One of Pugh's first big attempts to put his cold-water skills to the test nearly ended in disaster. On a one-mile swim in Antarctica in December 2005, just yards from the finish, his body began to succumb. His limbs turned leaden, and his team reported that he looked dazed. The temperature inside his thigh muscle, taken by a needle probe, dropped to 87.8 degrees, the lowest ever measured in him. "He might have gone unconscious. He was definitely at the limits of his ability," says Noakes, who monitored Pugh closely from a boat alongside.
Despite what he called the "grueling" Antarctic swim, Pugh scheduled an even more fearsome test for himself at the North Pole. Stepping off the gangway of the Russian icebreaker that had crunched through floating sea ice for five days to take him to the North Pole, Pugh walked across the ice to a pool of open water over one mile long and two and a half miles deep. The sea temperature was 29 degrees, a fraction above the freezing point of salt water. The air was 0 degrees, though a biting windchill made it feel even colder. "I had a real fear that I'd die," he says.
Pugh briskly stripped off his padded clothes. In only his bathing suit and cap, his tingling skin already pink, he strode to the water's edge. The only place I'm getting out is at the end, he told himself. Then he ripped out his earphones and plunged in.
The pain was immediate and excruciating. His entire body felt on fire as he struck out with his usual overarm crawl. The doctor kept pace with him in an inflatable boat. Through iced-up goggles, Pugh could see the armed guards keeping watch for bears. And the flags.
Becker had broken down the huge task into manageable segments, each one marked by a flag planted in the ice that represented a friend, family member, or teammate. Fog started to roll in as Pugh headed for the final marker, the flag of Great Britain. He imagined his late father standing beside it-the man who had done so much to give him a zest for adventure and who'd died of Alzheimer's disease just a few years before. Then Pugh drove himself to the finish. After 18 minutes 50 seconds in the water, his body was not even hypothermic.
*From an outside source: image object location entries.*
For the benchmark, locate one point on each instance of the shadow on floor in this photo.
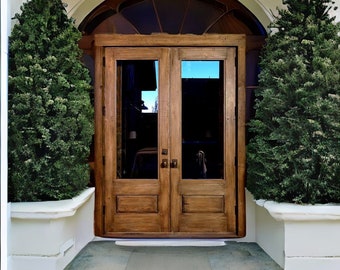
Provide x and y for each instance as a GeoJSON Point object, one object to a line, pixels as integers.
{"type": "Point", "coordinates": [106, 255]}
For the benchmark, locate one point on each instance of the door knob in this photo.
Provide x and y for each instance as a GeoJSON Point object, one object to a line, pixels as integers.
{"type": "Point", "coordinates": [164, 163]}
{"type": "Point", "coordinates": [174, 163]}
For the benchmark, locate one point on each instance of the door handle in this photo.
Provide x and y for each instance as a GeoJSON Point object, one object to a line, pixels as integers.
{"type": "Point", "coordinates": [174, 163]}
{"type": "Point", "coordinates": [164, 163]}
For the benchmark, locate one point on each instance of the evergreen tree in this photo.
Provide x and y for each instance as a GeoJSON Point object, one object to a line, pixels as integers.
{"type": "Point", "coordinates": [294, 155]}
{"type": "Point", "coordinates": [50, 114]}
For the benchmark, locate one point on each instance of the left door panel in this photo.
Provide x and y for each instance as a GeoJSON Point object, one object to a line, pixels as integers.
{"type": "Point", "coordinates": [136, 141]}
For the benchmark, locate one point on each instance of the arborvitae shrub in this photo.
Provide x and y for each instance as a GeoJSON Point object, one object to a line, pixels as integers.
{"type": "Point", "coordinates": [50, 113]}
{"type": "Point", "coordinates": [294, 154]}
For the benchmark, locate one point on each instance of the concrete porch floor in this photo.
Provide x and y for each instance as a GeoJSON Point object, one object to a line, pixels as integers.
{"type": "Point", "coordinates": [106, 255]}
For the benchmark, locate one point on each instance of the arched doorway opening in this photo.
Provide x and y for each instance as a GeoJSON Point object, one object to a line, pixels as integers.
{"type": "Point", "coordinates": [178, 170]}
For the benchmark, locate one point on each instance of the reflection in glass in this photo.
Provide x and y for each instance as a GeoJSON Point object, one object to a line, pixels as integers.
{"type": "Point", "coordinates": [137, 131]}
{"type": "Point", "coordinates": [202, 121]}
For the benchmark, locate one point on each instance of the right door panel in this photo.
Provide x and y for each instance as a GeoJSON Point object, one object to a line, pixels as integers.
{"type": "Point", "coordinates": [203, 141]}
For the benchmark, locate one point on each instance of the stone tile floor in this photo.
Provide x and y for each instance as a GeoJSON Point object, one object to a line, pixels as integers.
{"type": "Point", "coordinates": [106, 255]}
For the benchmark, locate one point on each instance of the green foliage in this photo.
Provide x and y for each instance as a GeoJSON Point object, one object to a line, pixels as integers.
{"type": "Point", "coordinates": [50, 114]}
{"type": "Point", "coordinates": [294, 155]}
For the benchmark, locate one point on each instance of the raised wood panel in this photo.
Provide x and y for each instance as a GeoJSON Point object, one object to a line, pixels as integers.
{"type": "Point", "coordinates": [136, 187]}
{"type": "Point", "coordinates": [137, 204]}
{"type": "Point", "coordinates": [203, 204]}
{"type": "Point", "coordinates": [197, 186]}
{"type": "Point", "coordinates": [133, 222]}
{"type": "Point", "coordinates": [203, 222]}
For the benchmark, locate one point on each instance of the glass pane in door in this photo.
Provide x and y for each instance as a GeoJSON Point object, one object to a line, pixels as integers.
{"type": "Point", "coordinates": [202, 119]}
{"type": "Point", "coordinates": [137, 119]}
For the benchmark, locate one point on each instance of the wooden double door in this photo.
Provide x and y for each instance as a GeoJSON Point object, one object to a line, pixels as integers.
{"type": "Point", "coordinates": [170, 142]}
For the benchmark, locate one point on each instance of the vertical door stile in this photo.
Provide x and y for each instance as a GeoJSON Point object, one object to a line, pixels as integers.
{"type": "Point", "coordinates": [164, 141]}
{"type": "Point", "coordinates": [175, 142]}
{"type": "Point", "coordinates": [98, 139]}
{"type": "Point", "coordinates": [230, 138]}
{"type": "Point", "coordinates": [110, 135]}
{"type": "Point", "coordinates": [241, 139]}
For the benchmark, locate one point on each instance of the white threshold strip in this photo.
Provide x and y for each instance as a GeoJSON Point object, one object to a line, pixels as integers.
{"type": "Point", "coordinates": [170, 242]}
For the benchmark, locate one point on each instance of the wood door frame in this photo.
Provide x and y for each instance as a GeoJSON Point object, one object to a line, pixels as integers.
{"type": "Point", "coordinates": [165, 40]}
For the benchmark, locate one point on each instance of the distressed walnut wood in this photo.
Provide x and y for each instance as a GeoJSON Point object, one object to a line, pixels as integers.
{"type": "Point", "coordinates": [169, 206]}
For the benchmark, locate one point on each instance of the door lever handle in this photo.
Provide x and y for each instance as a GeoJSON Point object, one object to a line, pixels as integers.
{"type": "Point", "coordinates": [164, 163]}
{"type": "Point", "coordinates": [174, 163]}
That year, 2007, saw the smallest area of ice ever recorded by satellites during an Arctic summer. The extensive areas of open water were what gave Pugh the idea to change gears and take to the kayak. Before he left for Norway last August, Pugh agreed to an interview and asked this reporter to meet him outside London's Tate Modern art museum beside the Thames at 9 o'clock on a Monday morning. At 9:10, there he was: a lone paddler making his way up the river.
Soaked from spray and covered in goose bumps, he refused to go somewhere more comfortable and sat out in the cutting wind wearing nothing more than half a neoprene wet suit. At six-one, Pugh is imposing, his short black hair streaked with gray. He seemed overwhelmingly earnest as he expressed his fears for the Arctic and how saving it means saving humanity itself.
"Even if I don't get anywhere near the Pole, I'll make waves," he predicted. As it turned out, Pugh paddled for four grueling days before hitting impassable ice and returned with an unexpected, and alarming, find: All the ice he encountered was thin, first-year ice that had formed over the previous winter. There was a complete absence of multiyear ice, which reaches a thickness of about ten feet and survives successive summers. "This shows the ice is not only reduced in area but is disastrously thin," he says. In the coming year, Pugh says, he will focus all his attention on lobbying for Arctic protections to be included in the Kyoto Protocol. With talks to renew the international environmental agreement continuing through the spring, there's still plenty of time to warn the assembled world leaders: Polar Bear headed your way.